I do not understand why does such an $n$ exist when Div$_kC$ is the free abelian group generated by the points of $C$, and thus we can obtain any effective divisor of any degree. Furthermore, what does the parenthesized part mean? And the final sentence seems to suggest that if $C$ does not have a $k$-rational point, then $n$ must be greater than $1$.
Best Answer
Q1: $Div(C)$ is generated by the closed points of $C$.

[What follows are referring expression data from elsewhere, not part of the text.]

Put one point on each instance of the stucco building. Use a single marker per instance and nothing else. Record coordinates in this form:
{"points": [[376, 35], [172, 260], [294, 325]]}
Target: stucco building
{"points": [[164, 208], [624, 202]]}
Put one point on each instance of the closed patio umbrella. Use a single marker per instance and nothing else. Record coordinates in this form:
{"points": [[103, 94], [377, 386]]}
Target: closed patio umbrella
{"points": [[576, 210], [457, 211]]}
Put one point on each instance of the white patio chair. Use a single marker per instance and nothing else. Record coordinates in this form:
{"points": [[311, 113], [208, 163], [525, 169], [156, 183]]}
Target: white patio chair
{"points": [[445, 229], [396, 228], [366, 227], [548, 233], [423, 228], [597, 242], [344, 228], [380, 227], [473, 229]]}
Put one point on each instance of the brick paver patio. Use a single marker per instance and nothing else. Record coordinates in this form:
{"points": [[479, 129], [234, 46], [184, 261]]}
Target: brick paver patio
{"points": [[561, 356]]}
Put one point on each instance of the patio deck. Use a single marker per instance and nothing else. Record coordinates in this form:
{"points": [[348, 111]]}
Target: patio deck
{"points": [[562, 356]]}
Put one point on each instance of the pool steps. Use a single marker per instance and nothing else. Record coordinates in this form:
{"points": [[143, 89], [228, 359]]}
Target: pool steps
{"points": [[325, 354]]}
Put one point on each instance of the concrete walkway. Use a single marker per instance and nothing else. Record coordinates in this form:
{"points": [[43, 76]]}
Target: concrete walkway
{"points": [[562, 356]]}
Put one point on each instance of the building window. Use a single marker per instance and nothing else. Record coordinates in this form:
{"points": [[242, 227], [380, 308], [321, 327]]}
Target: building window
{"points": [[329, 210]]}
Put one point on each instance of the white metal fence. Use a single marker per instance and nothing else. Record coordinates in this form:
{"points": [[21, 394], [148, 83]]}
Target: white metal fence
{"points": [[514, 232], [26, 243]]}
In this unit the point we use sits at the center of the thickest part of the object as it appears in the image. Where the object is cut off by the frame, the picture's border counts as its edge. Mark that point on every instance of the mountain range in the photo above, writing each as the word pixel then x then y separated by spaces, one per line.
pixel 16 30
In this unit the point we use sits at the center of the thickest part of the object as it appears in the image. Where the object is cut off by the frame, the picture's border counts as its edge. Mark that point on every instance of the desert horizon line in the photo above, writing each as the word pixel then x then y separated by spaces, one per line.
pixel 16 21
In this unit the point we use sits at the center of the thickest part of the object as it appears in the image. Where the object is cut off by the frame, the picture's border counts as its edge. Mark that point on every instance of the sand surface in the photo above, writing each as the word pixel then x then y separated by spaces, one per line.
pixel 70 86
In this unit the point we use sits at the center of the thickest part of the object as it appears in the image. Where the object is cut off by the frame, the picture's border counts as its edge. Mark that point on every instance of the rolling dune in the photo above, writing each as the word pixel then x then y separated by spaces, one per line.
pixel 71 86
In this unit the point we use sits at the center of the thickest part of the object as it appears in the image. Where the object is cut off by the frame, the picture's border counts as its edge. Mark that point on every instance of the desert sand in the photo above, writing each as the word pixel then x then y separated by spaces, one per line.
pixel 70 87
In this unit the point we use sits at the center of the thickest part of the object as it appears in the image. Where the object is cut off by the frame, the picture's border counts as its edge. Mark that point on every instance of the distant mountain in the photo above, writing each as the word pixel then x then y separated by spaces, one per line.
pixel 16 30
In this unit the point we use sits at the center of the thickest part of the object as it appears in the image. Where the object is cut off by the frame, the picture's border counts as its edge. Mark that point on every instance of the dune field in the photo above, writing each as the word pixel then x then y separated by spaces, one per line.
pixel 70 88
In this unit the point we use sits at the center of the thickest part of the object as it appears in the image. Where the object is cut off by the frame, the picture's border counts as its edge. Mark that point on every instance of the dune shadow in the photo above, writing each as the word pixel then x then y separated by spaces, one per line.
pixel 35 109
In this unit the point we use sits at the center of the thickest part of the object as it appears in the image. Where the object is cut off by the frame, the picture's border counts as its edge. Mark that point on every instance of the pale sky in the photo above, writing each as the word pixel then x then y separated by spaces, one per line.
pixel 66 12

For example if $p$ is a closed point of $C$ with residue field $L(\supset k) $, then $\deg[p]=[L:k].$ So $\deg[p]>1$ if $[L:k]>1.$
Q2: Let $f\in k(C)^*$, a non-constant rational function on $C$, then the $$div(f)=(f)_0-(f)_{\infty}.$$ In particular, $(f)_{\infty}$ is the divisor (hence pole divisor) associated to the poles of the rational function $f$, which is effective. Now $(f)_{\infty}\neq 0$, precisely because $f$ is non-constant. So you can take its degree that will be a positive integer.
Q3: If $C$ does not have a $k$-rational point, then (as seen in answer to Q1 above) for a closed point $p$ with residue field $L\supsetneq k$, $\deg[p]=[L:k]>1$.